Compromise EC deal rescues CCS funding package
EU countries have put aside their differences to agree the world’s biggest subsidy package for carbon capture and storage (CCS) in a compromise deal with the European Commission.
At the end of a marathon seven-hour meeting with the European Commission (EC) in Brussels, member states voted overwhelmingly to support a package that could raise €6bn–£9bn ($9.5bn–$14.3bn) for the technology, giving Europe an edge in the global race to develop CCS.
The meeting was viewed as a last-chance effort to rescue a plan to allocate 300 million allowances from the European Emissions Trading Scheme to fund 10–12 CCS demonstration projects.

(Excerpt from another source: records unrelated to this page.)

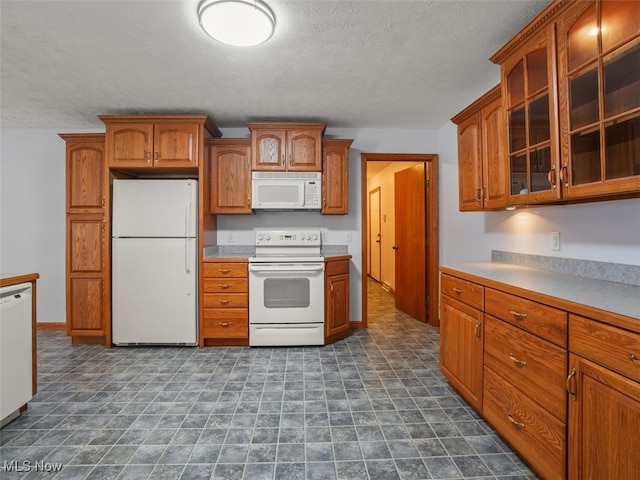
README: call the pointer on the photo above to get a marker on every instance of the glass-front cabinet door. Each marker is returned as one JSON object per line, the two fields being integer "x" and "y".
{"x": 531, "y": 123}
{"x": 599, "y": 76}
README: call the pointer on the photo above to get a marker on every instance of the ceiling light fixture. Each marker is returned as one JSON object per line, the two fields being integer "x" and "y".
{"x": 242, "y": 23}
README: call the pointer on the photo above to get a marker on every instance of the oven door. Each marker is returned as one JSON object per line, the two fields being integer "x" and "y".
{"x": 286, "y": 293}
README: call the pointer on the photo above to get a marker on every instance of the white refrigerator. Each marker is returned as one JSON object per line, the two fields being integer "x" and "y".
{"x": 154, "y": 262}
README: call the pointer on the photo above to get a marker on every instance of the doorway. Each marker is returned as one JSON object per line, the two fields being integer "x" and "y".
{"x": 374, "y": 235}
{"x": 429, "y": 217}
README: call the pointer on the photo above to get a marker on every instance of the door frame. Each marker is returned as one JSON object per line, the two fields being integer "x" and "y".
{"x": 431, "y": 225}
{"x": 369, "y": 270}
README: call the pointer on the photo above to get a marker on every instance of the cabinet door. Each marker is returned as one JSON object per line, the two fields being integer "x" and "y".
{"x": 532, "y": 141}
{"x": 469, "y": 165}
{"x": 337, "y": 313}
{"x": 599, "y": 82}
{"x": 85, "y": 177}
{"x": 304, "y": 150}
{"x": 175, "y": 145}
{"x": 129, "y": 145}
{"x": 230, "y": 179}
{"x": 604, "y": 423}
{"x": 85, "y": 275}
{"x": 461, "y": 349}
{"x": 494, "y": 167}
{"x": 268, "y": 150}
{"x": 335, "y": 177}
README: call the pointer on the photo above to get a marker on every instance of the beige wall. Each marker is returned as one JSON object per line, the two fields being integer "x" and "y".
{"x": 385, "y": 180}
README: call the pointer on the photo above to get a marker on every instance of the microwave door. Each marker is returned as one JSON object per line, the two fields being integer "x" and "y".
{"x": 278, "y": 194}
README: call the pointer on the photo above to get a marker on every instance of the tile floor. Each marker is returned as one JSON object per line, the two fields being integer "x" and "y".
{"x": 373, "y": 406}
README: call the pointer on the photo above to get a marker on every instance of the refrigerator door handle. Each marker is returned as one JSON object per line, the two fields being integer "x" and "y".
{"x": 187, "y": 267}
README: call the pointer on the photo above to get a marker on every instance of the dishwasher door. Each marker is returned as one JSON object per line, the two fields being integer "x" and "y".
{"x": 15, "y": 349}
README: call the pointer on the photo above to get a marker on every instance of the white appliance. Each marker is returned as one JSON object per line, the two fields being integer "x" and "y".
{"x": 154, "y": 262}
{"x": 16, "y": 350}
{"x": 286, "y": 289}
{"x": 286, "y": 190}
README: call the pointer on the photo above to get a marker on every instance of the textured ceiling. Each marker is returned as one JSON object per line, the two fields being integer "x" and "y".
{"x": 350, "y": 63}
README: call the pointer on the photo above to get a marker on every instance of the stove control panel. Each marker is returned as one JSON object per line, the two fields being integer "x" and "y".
{"x": 283, "y": 238}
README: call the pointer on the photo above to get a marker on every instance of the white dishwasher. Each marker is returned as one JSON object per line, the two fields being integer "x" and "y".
{"x": 15, "y": 350}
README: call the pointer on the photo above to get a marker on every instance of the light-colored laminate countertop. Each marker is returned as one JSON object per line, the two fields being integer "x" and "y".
{"x": 615, "y": 303}
{"x": 11, "y": 278}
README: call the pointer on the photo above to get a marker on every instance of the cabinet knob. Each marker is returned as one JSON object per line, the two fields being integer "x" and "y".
{"x": 519, "y": 363}
{"x": 514, "y": 422}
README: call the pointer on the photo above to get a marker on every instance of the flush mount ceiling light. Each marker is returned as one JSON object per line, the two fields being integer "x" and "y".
{"x": 241, "y": 23}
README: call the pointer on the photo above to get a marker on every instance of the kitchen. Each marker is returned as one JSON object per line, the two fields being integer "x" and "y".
{"x": 601, "y": 231}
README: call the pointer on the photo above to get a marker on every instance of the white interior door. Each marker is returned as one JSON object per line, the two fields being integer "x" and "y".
{"x": 374, "y": 234}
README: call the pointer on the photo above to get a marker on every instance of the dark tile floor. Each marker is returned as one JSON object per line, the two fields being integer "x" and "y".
{"x": 373, "y": 406}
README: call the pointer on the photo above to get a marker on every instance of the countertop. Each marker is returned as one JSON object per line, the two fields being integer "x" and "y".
{"x": 12, "y": 278}
{"x": 571, "y": 291}
{"x": 235, "y": 252}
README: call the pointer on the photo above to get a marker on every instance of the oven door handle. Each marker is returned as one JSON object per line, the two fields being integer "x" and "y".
{"x": 286, "y": 268}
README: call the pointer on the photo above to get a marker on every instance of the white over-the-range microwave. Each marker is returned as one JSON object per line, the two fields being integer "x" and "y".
{"x": 286, "y": 190}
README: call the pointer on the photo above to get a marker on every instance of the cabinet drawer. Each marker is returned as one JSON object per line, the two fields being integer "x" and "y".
{"x": 609, "y": 346}
{"x": 468, "y": 292}
{"x": 535, "y": 366}
{"x": 336, "y": 268}
{"x": 546, "y": 322}
{"x": 226, "y": 323}
{"x": 225, "y": 269}
{"x": 228, "y": 285}
{"x": 538, "y": 436}
{"x": 226, "y": 300}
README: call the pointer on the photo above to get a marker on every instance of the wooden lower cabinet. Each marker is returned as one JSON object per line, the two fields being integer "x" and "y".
{"x": 336, "y": 300}
{"x": 532, "y": 431}
{"x": 604, "y": 401}
{"x": 461, "y": 348}
{"x": 225, "y": 303}
{"x": 561, "y": 389}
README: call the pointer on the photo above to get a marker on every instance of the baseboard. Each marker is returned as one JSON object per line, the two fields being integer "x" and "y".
{"x": 51, "y": 326}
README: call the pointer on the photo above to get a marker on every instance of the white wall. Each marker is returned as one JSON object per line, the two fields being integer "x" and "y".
{"x": 32, "y": 226}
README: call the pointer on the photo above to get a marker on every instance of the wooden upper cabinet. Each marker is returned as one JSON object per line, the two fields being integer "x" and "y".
{"x": 599, "y": 85}
{"x": 85, "y": 165}
{"x": 530, "y": 101}
{"x": 286, "y": 146}
{"x": 335, "y": 176}
{"x": 230, "y": 176}
{"x": 481, "y": 159}
{"x": 134, "y": 142}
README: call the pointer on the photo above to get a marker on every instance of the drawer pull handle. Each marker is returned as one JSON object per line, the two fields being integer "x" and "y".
{"x": 515, "y": 423}
{"x": 570, "y": 383}
{"x": 518, "y": 315}
{"x": 520, "y": 363}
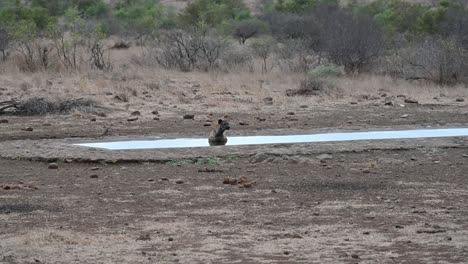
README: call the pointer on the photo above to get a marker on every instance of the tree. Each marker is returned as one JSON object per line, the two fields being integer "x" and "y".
{"x": 246, "y": 29}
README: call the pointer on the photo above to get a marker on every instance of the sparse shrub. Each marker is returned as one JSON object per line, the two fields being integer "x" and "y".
{"x": 4, "y": 42}
{"x": 213, "y": 13}
{"x": 327, "y": 70}
{"x": 436, "y": 59}
{"x": 312, "y": 86}
{"x": 245, "y": 29}
{"x": 189, "y": 50}
{"x": 237, "y": 57}
{"x": 263, "y": 48}
{"x": 44, "y": 106}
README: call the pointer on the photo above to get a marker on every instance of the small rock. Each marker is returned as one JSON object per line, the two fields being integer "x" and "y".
{"x": 144, "y": 237}
{"x": 411, "y": 101}
{"x": 53, "y": 166}
{"x": 324, "y": 157}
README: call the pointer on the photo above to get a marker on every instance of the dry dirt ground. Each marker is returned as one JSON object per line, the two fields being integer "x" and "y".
{"x": 378, "y": 202}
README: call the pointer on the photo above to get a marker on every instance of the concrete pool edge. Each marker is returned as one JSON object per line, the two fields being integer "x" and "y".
{"x": 180, "y": 143}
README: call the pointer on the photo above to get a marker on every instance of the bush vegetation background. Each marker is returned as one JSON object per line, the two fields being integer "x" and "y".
{"x": 320, "y": 38}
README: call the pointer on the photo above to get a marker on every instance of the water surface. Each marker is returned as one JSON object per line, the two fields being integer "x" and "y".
{"x": 283, "y": 139}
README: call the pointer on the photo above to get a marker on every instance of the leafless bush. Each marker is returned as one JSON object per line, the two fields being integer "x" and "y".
{"x": 351, "y": 40}
{"x": 4, "y": 42}
{"x": 44, "y": 106}
{"x": 238, "y": 58}
{"x": 443, "y": 61}
{"x": 97, "y": 57}
{"x": 187, "y": 51}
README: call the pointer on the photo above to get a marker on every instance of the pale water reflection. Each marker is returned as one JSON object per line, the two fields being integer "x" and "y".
{"x": 284, "y": 139}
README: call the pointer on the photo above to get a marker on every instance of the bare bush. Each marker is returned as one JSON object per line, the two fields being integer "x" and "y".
{"x": 187, "y": 51}
{"x": 4, "y": 42}
{"x": 44, "y": 106}
{"x": 351, "y": 40}
{"x": 443, "y": 61}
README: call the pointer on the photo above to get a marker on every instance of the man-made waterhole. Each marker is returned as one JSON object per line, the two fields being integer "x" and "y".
{"x": 285, "y": 139}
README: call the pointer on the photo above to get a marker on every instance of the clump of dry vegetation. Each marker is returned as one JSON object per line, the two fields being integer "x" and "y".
{"x": 320, "y": 45}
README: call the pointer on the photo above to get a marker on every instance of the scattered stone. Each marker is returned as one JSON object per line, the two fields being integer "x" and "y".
{"x": 210, "y": 170}
{"x": 324, "y": 157}
{"x": 144, "y": 237}
{"x": 53, "y": 166}
{"x": 411, "y": 101}
{"x": 430, "y": 231}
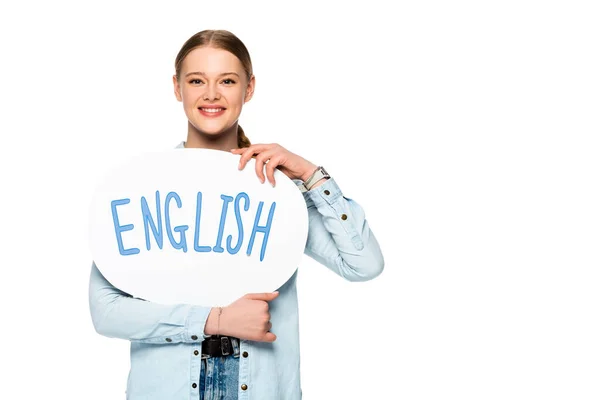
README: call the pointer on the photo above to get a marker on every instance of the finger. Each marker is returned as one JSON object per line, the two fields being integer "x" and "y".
{"x": 263, "y": 158}
{"x": 270, "y": 169}
{"x": 259, "y": 165}
{"x": 249, "y": 152}
{"x": 262, "y": 296}
{"x": 270, "y": 337}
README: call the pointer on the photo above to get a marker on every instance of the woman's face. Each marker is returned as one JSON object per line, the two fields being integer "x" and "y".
{"x": 213, "y": 88}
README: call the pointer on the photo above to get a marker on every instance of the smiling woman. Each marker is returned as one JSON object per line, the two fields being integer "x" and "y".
{"x": 250, "y": 348}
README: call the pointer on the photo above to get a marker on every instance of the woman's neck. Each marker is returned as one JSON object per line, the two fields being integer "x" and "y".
{"x": 225, "y": 141}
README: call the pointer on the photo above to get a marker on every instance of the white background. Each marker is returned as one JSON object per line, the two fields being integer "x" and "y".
{"x": 468, "y": 130}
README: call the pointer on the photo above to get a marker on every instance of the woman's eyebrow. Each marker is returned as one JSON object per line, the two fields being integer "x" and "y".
{"x": 203, "y": 74}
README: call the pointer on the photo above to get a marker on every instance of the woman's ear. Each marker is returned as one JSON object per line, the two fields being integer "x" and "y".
{"x": 176, "y": 88}
{"x": 250, "y": 89}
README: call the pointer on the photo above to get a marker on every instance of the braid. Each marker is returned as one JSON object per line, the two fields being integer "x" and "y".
{"x": 243, "y": 141}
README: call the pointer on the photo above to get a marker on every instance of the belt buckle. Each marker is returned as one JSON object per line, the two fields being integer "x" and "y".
{"x": 224, "y": 346}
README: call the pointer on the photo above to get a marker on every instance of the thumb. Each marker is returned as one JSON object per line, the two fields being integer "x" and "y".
{"x": 270, "y": 337}
{"x": 262, "y": 296}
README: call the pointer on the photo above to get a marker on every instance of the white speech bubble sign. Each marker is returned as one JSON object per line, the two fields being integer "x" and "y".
{"x": 186, "y": 226}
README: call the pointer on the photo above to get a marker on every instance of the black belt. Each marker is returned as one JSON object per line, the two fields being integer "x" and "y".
{"x": 218, "y": 346}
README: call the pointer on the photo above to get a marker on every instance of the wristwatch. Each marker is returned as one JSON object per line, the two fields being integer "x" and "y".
{"x": 319, "y": 174}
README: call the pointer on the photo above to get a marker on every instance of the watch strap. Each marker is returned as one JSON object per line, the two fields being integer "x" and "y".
{"x": 316, "y": 176}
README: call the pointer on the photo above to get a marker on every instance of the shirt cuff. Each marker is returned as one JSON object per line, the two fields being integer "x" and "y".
{"x": 195, "y": 323}
{"x": 326, "y": 193}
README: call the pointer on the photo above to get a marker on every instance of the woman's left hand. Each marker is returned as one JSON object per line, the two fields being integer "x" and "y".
{"x": 271, "y": 156}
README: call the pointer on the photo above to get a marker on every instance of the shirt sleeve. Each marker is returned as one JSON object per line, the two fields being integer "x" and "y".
{"x": 339, "y": 236}
{"x": 117, "y": 314}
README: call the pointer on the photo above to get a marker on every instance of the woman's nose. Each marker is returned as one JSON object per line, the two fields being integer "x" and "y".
{"x": 212, "y": 92}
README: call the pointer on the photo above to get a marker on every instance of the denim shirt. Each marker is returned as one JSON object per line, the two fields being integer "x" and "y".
{"x": 166, "y": 340}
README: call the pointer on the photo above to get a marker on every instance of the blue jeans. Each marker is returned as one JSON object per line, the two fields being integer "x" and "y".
{"x": 219, "y": 376}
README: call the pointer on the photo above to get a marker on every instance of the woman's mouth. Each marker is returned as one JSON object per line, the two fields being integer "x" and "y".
{"x": 211, "y": 111}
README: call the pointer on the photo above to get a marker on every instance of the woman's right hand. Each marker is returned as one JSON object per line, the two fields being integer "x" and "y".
{"x": 246, "y": 318}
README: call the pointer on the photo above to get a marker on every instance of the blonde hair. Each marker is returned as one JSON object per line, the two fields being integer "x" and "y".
{"x": 224, "y": 40}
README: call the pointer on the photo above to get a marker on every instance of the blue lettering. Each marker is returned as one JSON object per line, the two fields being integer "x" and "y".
{"x": 238, "y": 218}
{"x": 197, "y": 247}
{"x": 182, "y": 244}
{"x": 264, "y": 229}
{"x": 121, "y": 228}
{"x": 148, "y": 220}
{"x": 226, "y": 201}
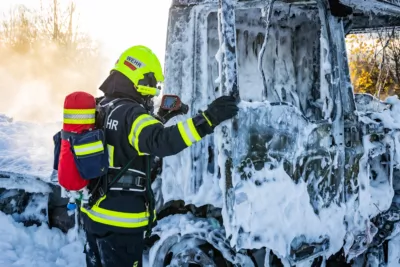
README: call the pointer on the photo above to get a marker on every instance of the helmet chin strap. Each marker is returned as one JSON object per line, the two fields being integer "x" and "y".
{"x": 147, "y": 90}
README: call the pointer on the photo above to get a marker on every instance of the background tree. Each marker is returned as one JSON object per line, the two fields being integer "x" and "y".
{"x": 374, "y": 60}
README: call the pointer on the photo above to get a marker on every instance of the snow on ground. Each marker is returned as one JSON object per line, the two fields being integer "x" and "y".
{"x": 38, "y": 246}
{"x": 26, "y": 148}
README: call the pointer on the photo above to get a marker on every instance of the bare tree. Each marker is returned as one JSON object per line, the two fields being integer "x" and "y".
{"x": 44, "y": 48}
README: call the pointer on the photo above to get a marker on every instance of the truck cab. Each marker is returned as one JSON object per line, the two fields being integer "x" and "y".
{"x": 289, "y": 180}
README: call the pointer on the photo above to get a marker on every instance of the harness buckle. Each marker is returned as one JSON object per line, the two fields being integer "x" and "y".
{"x": 140, "y": 181}
{"x": 101, "y": 192}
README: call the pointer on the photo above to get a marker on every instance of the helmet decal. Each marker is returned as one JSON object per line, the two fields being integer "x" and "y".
{"x": 133, "y": 63}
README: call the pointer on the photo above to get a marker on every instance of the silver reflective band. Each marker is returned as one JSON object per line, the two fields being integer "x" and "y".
{"x": 138, "y": 125}
{"x": 130, "y": 189}
{"x": 79, "y": 116}
{"x": 117, "y": 219}
{"x": 88, "y": 148}
{"x": 188, "y": 132}
{"x": 132, "y": 170}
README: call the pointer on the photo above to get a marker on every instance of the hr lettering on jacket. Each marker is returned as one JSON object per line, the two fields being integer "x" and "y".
{"x": 112, "y": 124}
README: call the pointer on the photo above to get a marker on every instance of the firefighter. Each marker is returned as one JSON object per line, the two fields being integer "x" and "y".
{"x": 116, "y": 222}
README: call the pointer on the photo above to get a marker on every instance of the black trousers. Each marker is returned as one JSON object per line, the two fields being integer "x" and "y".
{"x": 112, "y": 250}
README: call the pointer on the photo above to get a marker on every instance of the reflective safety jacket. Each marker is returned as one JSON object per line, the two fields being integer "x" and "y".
{"x": 132, "y": 132}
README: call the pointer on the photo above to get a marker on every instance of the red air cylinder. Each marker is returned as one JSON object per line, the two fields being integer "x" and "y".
{"x": 79, "y": 116}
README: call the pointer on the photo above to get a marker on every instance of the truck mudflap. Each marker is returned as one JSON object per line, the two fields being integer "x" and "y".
{"x": 32, "y": 201}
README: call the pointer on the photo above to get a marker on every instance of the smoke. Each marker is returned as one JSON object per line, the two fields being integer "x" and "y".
{"x": 33, "y": 85}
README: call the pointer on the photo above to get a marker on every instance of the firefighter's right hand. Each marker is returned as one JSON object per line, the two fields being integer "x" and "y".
{"x": 221, "y": 109}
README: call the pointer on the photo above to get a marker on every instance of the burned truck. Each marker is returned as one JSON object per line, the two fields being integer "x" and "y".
{"x": 307, "y": 172}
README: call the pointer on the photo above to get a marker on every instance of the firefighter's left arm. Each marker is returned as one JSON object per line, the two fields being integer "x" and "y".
{"x": 149, "y": 136}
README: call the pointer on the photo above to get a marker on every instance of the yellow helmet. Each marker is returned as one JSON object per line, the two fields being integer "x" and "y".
{"x": 140, "y": 65}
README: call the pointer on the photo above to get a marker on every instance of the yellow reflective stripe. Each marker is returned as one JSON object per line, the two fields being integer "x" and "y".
{"x": 193, "y": 130}
{"x": 207, "y": 119}
{"x": 114, "y": 221}
{"x": 90, "y": 148}
{"x": 141, "y": 122}
{"x": 87, "y": 111}
{"x": 79, "y": 121}
{"x": 116, "y": 218}
{"x": 188, "y": 132}
{"x": 79, "y": 116}
{"x": 110, "y": 149}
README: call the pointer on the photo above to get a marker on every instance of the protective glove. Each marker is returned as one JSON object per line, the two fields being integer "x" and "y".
{"x": 221, "y": 109}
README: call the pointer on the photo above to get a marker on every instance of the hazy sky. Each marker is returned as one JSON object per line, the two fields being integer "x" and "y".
{"x": 119, "y": 24}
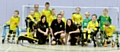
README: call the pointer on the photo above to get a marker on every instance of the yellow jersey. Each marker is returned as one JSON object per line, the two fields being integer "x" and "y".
{"x": 92, "y": 25}
{"x": 31, "y": 18}
{"x": 109, "y": 30}
{"x": 47, "y": 13}
{"x": 14, "y": 22}
{"x": 37, "y": 15}
{"x": 77, "y": 18}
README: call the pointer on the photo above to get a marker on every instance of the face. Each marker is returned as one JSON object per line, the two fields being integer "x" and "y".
{"x": 62, "y": 13}
{"x": 105, "y": 12}
{"x": 59, "y": 18}
{"x": 47, "y": 6}
{"x": 54, "y": 12}
{"x": 87, "y": 15}
{"x": 69, "y": 23}
{"x": 31, "y": 12}
{"x": 15, "y": 13}
{"x": 77, "y": 10}
{"x": 93, "y": 18}
{"x": 36, "y": 7}
{"x": 43, "y": 19}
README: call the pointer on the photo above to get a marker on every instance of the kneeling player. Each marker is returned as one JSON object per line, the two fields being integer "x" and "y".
{"x": 109, "y": 30}
{"x": 57, "y": 30}
{"x": 92, "y": 28}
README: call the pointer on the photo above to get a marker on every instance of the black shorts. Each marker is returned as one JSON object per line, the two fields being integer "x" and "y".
{"x": 12, "y": 32}
{"x": 73, "y": 35}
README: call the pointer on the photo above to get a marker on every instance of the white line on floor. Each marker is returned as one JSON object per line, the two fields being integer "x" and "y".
{"x": 8, "y": 49}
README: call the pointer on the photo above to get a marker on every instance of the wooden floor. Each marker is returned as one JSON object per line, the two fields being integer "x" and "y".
{"x": 26, "y": 47}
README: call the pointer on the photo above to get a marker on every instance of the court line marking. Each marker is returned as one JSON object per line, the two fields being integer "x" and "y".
{"x": 8, "y": 49}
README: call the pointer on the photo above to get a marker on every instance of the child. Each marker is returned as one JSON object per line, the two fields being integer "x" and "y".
{"x": 92, "y": 28}
{"x": 47, "y": 12}
{"x": 84, "y": 26}
{"x": 53, "y": 16}
{"x": 63, "y": 18}
{"x": 104, "y": 18}
{"x": 13, "y": 22}
{"x": 36, "y": 12}
{"x": 109, "y": 30}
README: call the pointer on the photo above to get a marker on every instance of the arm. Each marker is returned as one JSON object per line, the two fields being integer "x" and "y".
{"x": 76, "y": 31}
{"x": 40, "y": 31}
{"x": 66, "y": 37}
{"x": 9, "y": 21}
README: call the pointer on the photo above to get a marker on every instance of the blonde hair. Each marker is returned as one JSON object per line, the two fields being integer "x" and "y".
{"x": 105, "y": 9}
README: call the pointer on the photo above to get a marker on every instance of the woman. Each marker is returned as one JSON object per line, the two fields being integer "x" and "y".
{"x": 73, "y": 31}
{"x": 42, "y": 30}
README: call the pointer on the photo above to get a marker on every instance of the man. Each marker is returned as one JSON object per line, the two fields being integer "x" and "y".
{"x": 57, "y": 30}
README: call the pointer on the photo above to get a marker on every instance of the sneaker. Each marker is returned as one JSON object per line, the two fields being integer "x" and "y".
{"x": 113, "y": 44}
{"x": 105, "y": 44}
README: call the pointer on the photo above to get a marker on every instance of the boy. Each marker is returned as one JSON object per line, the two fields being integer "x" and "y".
{"x": 104, "y": 18}
{"x": 37, "y": 14}
{"x": 47, "y": 12}
{"x": 92, "y": 28}
{"x": 109, "y": 30}
{"x": 84, "y": 26}
{"x": 53, "y": 16}
{"x": 63, "y": 18}
{"x": 13, "y": 22}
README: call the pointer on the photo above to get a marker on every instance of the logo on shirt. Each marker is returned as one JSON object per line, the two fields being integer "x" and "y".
{"x": 60, "y": 26}
{"x": 44, "y": 26}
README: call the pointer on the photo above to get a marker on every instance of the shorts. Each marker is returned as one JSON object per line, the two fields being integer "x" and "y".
{"x": 12, "y": 32}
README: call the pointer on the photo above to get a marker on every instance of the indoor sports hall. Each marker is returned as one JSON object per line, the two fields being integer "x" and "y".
{"x": 59, "y": 25}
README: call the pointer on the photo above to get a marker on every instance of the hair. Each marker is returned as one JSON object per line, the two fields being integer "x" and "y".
{"x": 16, "y": 11}
{"x": 47, "y": 3}
{"x": 36, "y": 5}
{"x": 106, "y": 23}
{"x": 88, "y": 13}
{"x": 53, "y": 9}
{"x": 105, "y": 9}
{"x": 94, "y": 15}
{"x": 58, "y": 15}
{"x": 43, "y": 17}
{"x": 71, "y": 23}
{"x": 77, "y": 8}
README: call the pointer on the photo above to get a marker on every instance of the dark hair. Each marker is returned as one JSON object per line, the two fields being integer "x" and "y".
{"x": 47, "y": 3}
{"x": 53, "y": 9}
{"x": 43, "y": 17}
{"x": 71, "y": 23}
{"x": 58, "y": 15}
{"x": 94, "y": 15}
{"x": 16, "y": 11}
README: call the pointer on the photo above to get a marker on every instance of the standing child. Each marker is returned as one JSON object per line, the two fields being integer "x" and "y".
{"x": 109, "y": 30}
{"x": 13, "y": 22}
{"x": 84, "y": 26}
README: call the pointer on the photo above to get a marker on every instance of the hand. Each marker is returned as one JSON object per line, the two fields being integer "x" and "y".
{"x": 45, "y": 33}
{"x": 70, "y": 32}
{"x": 55, "y": 33}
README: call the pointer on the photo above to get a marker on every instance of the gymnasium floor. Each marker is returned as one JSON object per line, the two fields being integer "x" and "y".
{"x": 26, "y": 47}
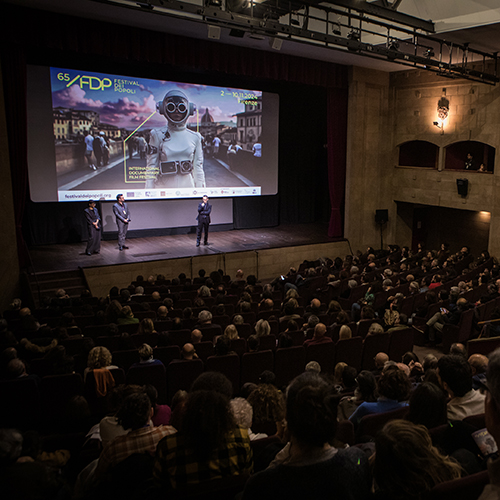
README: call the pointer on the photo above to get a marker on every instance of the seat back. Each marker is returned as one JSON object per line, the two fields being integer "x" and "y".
{"x": 288, "y": 363}
{"x": 56, "y": 392}
{"x": 369, "y": 425}
{"x": 349, "y": 351}
{"x": 229, "y": 365}
{"x": 465, "y": 488}
{"x": 267, "y": 342}
{"x": 324, "y": 354}
{"x": 182, "y": 374}
{"x": 372, "y": 345}
{"x": 153, "y": 374}
{"x": 20, "y": 406}
{"x": 239, "y": 346}
{"x": 179, "y": 337}
{"x": 401, "y": 341}
{"x": 167, "y": 353}
{"x": 245, "y": 330}
{"x": 204, "y": 349}
{"x": 363, "y": 327}
{"x": 254, "y": 363}
{"x": 125, "y": 359}
{"x": 211, "y": 331}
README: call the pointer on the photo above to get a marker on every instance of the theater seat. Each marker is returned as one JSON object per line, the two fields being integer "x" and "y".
{"x": 465, "y": 488}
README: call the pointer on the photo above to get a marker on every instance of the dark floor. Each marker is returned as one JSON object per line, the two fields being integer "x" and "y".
{"x": 71, "y": 256}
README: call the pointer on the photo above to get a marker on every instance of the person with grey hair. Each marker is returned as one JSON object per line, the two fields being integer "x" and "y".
{"x": 204, "y": 317}
{"x": 262, "y": 328}
{"x": 243, "y": 414}
{"x": 492, "y": 417}
{"x": 319, "y": 336}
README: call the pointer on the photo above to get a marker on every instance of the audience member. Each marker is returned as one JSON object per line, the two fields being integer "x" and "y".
{"x": 456, "y": 379}
{"x": 406, "y": 464}
{"x": 309, "y": 467}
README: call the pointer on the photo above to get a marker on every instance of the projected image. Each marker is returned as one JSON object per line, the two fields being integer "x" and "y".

In a key concession, the EC dropped a requirement that EU states foot half the cost of each €2bn project through public coffers. UK Member of the European Parliament Chris Davies says that only Poland voted against the move, while Spain, which currently holds the rotating EU presidency, abstained from voting.
The scheme was agreed last in December 2008, in the EU’s climate and energy package. But after details were published last summer, the EC and member states clashed over how to disburse the allowances. Three proposals were shot down over the EC’s insistence that Brussels choose the projects and decide how and when the allowances are converted into cash.
Developers of six CCS projects, which last year received €180m through the EU recovery package, signed an open letter to European environment ministers last week urging them to back the EC. The developers, including Vattenfall, Enel and Endesa, said they could not progress projects without certainty of eligibility for funding.
Jesse Scott of environmental think tank E3G, who worked behind the scenes for a year to help reach consensus, says UK Energy and Climate Change Secretary Ed Miliband was instrumental in achieving the ‘yes’ vote. “The UK swung it. Once they decided to back it, Germany couldn’t block it on its own,” she says.
But one concession to Germany could still knock the EU off course in meeting its 2015 deadline for CCS demonstration projects: a 12-month period to obtain required permits for storage in saline aquifers has been extended to 36 months.
Scott says the timetable has the “potential to slip quite a bit, but that’s the compromise”.